Jake nodded. It was the same thing he had been told a million times. It was also, I believed, a large reason why he hadn't wanted to be alpha Of course, there had been a million reasons that I had seen in Jacob's thoughts over the years, but much of it came back to his reluctance to take on responsibility for so many people. He didn't like it, and I thought that part of him still resented having to put the pack before everything but his imprint. Pack law expected her to come even before the pack, but I didn't think Jake was as bothered by that.
"I'm going to keep trying to talk to Bella," Jake told us. "I don't know what else to tell you except that. I don't think there's anything we can do, but I thought you should know. It's too difficult to try and keep blocking it out of my mind."
"And Sam's pack?" I asked. "Will you tell them?"
Jake looked torn.
"We can't keep it from them," Seth interjected.
Jake nodded, although he didn't look like he knew how to approach the situation.

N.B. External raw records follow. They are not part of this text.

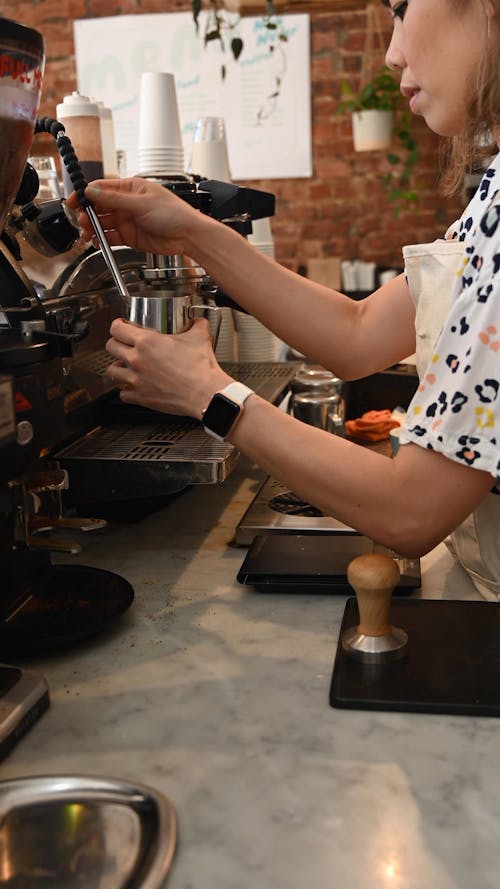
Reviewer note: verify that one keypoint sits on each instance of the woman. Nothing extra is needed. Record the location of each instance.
(448, 464)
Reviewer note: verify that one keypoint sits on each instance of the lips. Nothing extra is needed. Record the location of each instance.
(411, 93)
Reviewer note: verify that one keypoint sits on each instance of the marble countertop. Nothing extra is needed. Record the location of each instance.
(217, 695)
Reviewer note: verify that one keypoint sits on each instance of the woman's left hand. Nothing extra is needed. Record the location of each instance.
(176, 374)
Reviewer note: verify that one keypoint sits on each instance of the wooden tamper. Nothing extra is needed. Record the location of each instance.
(373, 577)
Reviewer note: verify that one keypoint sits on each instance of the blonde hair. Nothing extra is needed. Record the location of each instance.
(461, 153)
(477, 142)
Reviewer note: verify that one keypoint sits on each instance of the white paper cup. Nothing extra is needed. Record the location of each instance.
(159, 125)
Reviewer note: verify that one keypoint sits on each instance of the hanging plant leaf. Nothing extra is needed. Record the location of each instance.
(196, 9)
(236, 47)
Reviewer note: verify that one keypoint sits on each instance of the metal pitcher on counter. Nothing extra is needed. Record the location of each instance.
(316, 398)
(171, 295)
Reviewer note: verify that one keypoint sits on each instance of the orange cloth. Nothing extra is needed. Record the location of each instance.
(372, 426)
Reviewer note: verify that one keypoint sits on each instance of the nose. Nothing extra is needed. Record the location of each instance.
(394, 58)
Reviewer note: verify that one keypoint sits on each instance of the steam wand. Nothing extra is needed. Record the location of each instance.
(70, 160)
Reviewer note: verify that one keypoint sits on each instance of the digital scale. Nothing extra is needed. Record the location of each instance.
(24, 696)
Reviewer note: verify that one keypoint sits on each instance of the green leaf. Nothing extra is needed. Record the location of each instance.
(236, 47)
(196, 9)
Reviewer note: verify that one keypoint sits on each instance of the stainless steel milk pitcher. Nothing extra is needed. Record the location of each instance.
(171, 296)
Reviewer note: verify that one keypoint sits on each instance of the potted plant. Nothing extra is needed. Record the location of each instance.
(380, 119)
(373, 110)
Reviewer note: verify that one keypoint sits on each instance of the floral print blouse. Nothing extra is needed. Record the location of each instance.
(456, 409)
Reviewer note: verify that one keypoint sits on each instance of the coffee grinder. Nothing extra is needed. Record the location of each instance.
(36, 596)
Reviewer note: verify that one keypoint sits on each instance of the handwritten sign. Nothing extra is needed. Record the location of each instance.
(264, 97)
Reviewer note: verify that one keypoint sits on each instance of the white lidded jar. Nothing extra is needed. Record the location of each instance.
(82, 124)
(109, 158)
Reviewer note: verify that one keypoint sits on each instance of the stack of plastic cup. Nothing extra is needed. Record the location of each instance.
(160, 150)
(209, 151)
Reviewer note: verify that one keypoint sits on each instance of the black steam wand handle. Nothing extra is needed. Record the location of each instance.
(70, 160)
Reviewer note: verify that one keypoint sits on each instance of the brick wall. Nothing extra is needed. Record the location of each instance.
(342, 210)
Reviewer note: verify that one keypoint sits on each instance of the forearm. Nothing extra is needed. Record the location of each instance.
(409, 503)
(321, 323)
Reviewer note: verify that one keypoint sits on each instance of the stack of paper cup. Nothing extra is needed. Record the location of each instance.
(209, 156)
(261, 236)
(160, 148)
(255, 342)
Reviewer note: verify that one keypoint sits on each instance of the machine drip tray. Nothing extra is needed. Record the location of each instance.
(452, 663)
(76, 602)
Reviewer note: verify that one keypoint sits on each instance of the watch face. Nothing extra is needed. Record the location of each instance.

"We'll play it by ear," he said slowly. "I don't know. Give me more time to try and get Bella to talk to me before any of you mention it." He directed a stern gaze at the youngest members of the pack, which they shrugged off. "I'll make the call about telling Sam."

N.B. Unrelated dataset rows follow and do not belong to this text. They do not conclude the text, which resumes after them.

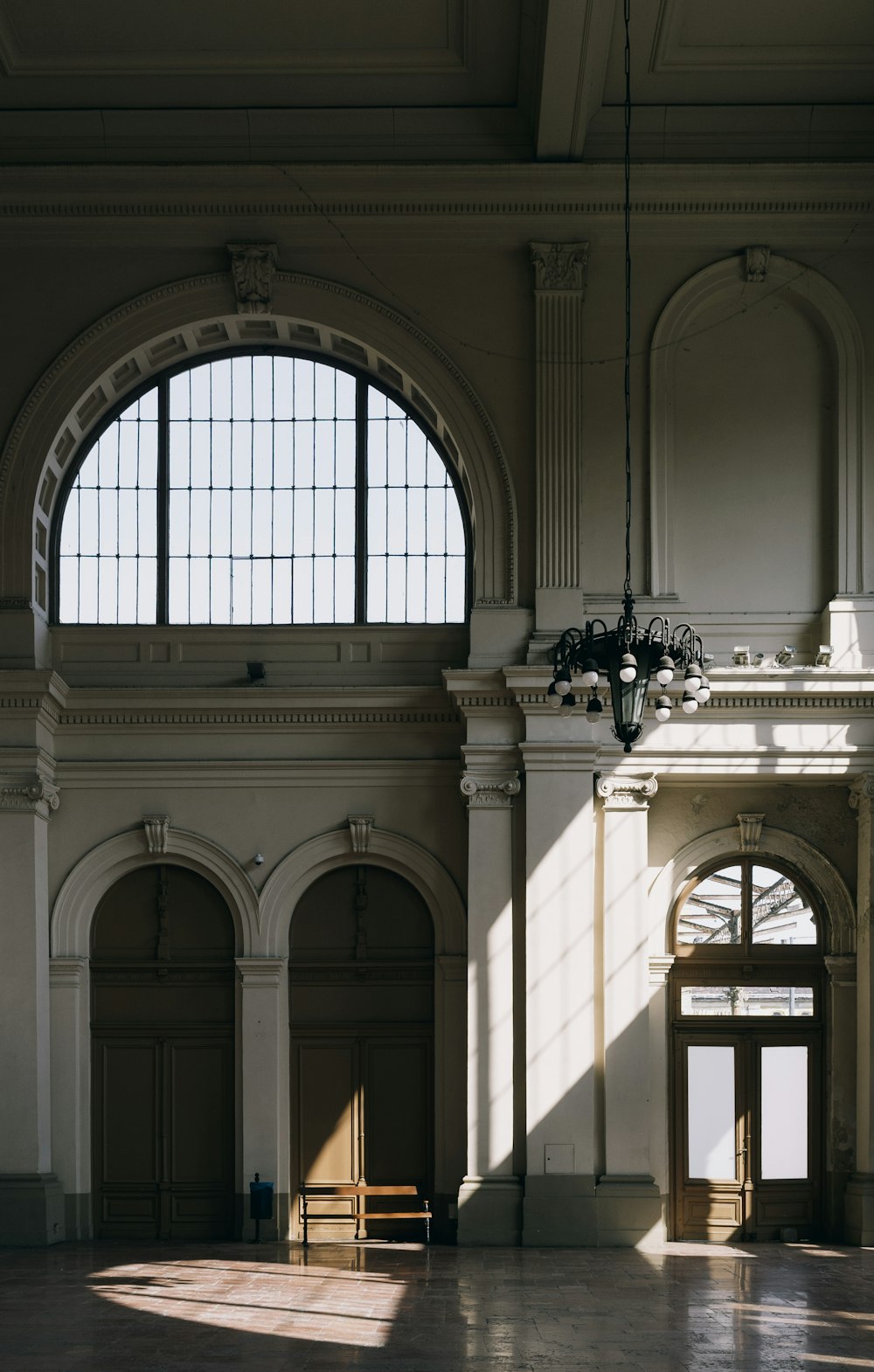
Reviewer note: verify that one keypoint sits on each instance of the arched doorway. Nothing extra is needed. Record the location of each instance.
(163, 1058)
(746, 1011)
(361, 1001)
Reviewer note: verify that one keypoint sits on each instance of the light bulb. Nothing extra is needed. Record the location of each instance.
(590, 674)
(693, 678)
(666, 671)
(628, 669)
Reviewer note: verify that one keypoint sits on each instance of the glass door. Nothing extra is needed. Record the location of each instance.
(746, 1148)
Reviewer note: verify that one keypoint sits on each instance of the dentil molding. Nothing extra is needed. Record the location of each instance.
(626, 792)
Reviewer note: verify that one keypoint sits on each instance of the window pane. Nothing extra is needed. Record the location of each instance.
(711, 914)
(262, 464)
(781, 912)
(711, 1114)
(784, 1112)
(772, 1001)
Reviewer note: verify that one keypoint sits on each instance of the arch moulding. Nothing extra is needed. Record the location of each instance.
(92, 877)
(724, 281)
(188, 320)
(325, 852)
(823, 880)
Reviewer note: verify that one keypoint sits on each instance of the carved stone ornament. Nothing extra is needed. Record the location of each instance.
(490, 792)
(29, 794)
(360, 829)
(253, 267)
(862, 792)
(558, 267)
(626, 792)
(758, 258)
(751, 832)
(156, 830)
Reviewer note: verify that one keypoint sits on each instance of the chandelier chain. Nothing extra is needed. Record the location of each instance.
(628, 372)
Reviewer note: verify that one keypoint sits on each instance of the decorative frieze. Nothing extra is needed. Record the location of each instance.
(253, 267)
(360, 829)
(156, 832)
(29, 794)
(490, 791)
(626, 792)
(751, 832)
(756, 262)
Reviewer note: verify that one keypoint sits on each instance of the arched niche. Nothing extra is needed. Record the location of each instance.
(105, 864)
(191, 319)
(835, 902)
(726, 288)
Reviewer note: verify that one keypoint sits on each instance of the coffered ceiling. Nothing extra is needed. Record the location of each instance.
(433, 80)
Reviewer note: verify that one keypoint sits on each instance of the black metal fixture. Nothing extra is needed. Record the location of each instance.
(628, 655)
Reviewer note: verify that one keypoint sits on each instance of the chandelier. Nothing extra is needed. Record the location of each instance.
(628, 655)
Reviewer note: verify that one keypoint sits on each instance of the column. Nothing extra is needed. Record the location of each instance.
(558, 291)
(859, 1201)
(490, 1195)
(628, 1201)
(560, 992)
(265, 1071)
(70, 1040)
(31, 1194)
(840, 1105)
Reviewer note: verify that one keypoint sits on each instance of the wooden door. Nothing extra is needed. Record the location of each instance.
(363, 1112)
(163, 1136)
(746, 1136)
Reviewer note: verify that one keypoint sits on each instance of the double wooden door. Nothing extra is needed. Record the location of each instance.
(361, 1114)
(163, 1135)
(746, 1135)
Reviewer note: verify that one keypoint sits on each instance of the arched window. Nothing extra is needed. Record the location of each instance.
(746, 943)
(261, 489)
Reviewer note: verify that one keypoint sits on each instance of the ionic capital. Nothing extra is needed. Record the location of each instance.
(490, 791)
(558, 267)
(29, 793)
(626, 792)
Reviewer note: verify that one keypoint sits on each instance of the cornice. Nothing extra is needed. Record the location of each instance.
(437, 192)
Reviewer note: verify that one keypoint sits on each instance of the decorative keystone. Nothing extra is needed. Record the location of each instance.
(360, 829)
(756, 265)
(751, 832)
(252, 267)
(156, 832)
(626, 792)
(490, 792)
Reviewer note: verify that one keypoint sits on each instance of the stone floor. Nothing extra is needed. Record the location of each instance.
(401, 1307)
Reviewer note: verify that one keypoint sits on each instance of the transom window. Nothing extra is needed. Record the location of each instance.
(262, 489)
(746, 905)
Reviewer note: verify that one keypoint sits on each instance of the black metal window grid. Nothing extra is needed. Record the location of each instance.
(262, 489)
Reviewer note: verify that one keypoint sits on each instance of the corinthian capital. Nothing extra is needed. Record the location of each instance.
(558, 267)
(490, 791)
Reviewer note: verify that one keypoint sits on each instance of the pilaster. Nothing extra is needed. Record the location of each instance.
(490, 1195)
(264, 1050)
(628, 1199)
(558, 293)
(859, 1198)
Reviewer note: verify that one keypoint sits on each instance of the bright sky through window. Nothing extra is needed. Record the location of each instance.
(262, 490)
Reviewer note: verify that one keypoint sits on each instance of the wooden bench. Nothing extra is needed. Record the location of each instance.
(318, 1191)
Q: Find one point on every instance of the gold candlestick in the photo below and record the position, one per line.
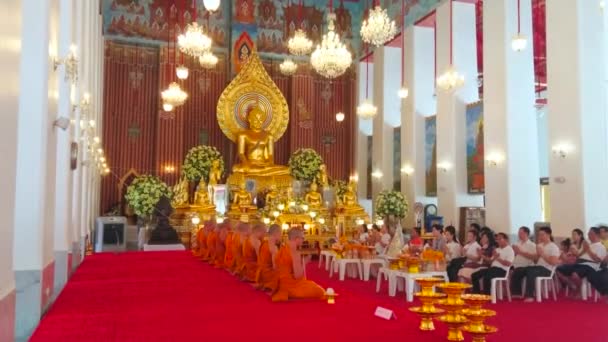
(427, 297)
(453, 306)
(477, 315)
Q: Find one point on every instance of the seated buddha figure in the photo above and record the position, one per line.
(201, 196)
(242, 200)
(348, 201)
(313, 197)
(255, 148)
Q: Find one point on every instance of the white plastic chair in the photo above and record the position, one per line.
(541, 287)
(341, 265)
(497, 286)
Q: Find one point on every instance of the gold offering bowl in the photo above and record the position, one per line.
(453, 306)
(427, 297)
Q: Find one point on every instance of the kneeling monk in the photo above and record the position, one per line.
(251, 247)
(267, 276)
(292, 282)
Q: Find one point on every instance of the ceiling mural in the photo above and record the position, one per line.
(267, 23)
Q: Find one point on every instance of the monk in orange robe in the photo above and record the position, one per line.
(244, 230)
(251, 247)
(267, 276)
(211, 243)
(220, 245)
(229, 257)
(292, 282)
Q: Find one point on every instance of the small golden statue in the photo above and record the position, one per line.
(272, 194)
(256, 147)
(215, 175)
(180, 193)
(322, 176)
(313, 197)
(201, 196)
(349, 202)
(242, 201)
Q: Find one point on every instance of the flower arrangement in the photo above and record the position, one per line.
(144, 192)
(391, 203)
(304, 164)
(340, 186)
(198, 162)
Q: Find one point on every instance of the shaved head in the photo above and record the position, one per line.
(274, 228)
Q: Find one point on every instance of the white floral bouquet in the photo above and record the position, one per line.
(198, 162)
(391, 203)
(304, 164)
(144, 192)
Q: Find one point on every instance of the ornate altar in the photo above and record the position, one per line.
(253, 113)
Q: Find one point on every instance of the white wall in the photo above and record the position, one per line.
(10, 54)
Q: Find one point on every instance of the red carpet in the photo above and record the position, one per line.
(170, 296)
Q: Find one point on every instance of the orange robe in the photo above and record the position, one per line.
(211, 245)
(250, 261)
(289, 286)
(266, 277)
(229, 256)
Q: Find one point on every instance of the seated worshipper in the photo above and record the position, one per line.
(484, 251)
(453, 253)
(604, 236)
(211, 243)
(292, 282)
(547, 254)
(220, 245)
(251, 247)
(362, 234)
(525, 255)
(587, 264)
(267, 276)
(385, 240)
(438, 242)
(502, 259)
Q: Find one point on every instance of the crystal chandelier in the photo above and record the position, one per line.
(194, 42)
(331, 58)
(367, 110)
(450, 80)
(208, 60)
(288, 67)
(174, 95)
(299, 44)
(211, 5)
(378, 28)
(181, 72)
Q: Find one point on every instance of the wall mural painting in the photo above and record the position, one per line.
(430, 155)
(475, 150)
(147, 21)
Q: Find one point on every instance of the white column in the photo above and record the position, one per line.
(10, 55)
(385, 85)
(451, 145)
(63, 180)
(419, 70)
(510, 129)
(576, 115)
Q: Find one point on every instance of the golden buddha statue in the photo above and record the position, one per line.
(242, 200)
(322, 176)
(215, 174)
(256, 147)
(313, 197)
(349, 202)
(201, 196)
(180, 194)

"Remember the patrols we had to run the last time he got worried about the Volturi," Quil complained. He'd been a vocal complainer during those very patrols, and his face made it clear that he was turned off by the idea of doing it all over again. "That should be enough to keep us in line."
"Right," Jake said with a short nod. "Do that."
"I don't like it," Seth grumbled, but he didn't argue beyond that, possibly because Al reached out to take his hand under the table and got a smile out of him.
"I don't like it either," Jake said, which made me roll my eyes. I didn't get why keeping the secret would be that big of a deal. As far as I could tell, Sam and the other pack knowing wouldn't change anything, and it wasn't like we were drafting up an elaborate lie.
Then again, some of the other guys had always been far more into the idea of a pack mind—where we told each other everything and were one person—than I was. Frankly, I found it bizarre.
"I think it's for the best," Jake concluded. "For now."
Several of the other guys nodded. A few, particularly the youngest at the table, continued eating, not caring either way what was decided. Despite having seen the Volturi firsthand, the wolves who had phased after the battle with the newborns always acted more blasé about the possibility of fighting than us older wolves who'd experienced it did.
For the next several weeks, I tried my hardest to convince myself that I wasn't worried. There was, after all, not much evidence that we should be more worried about the Volturi than we were before, but I never quite convinced myself that I should believe that.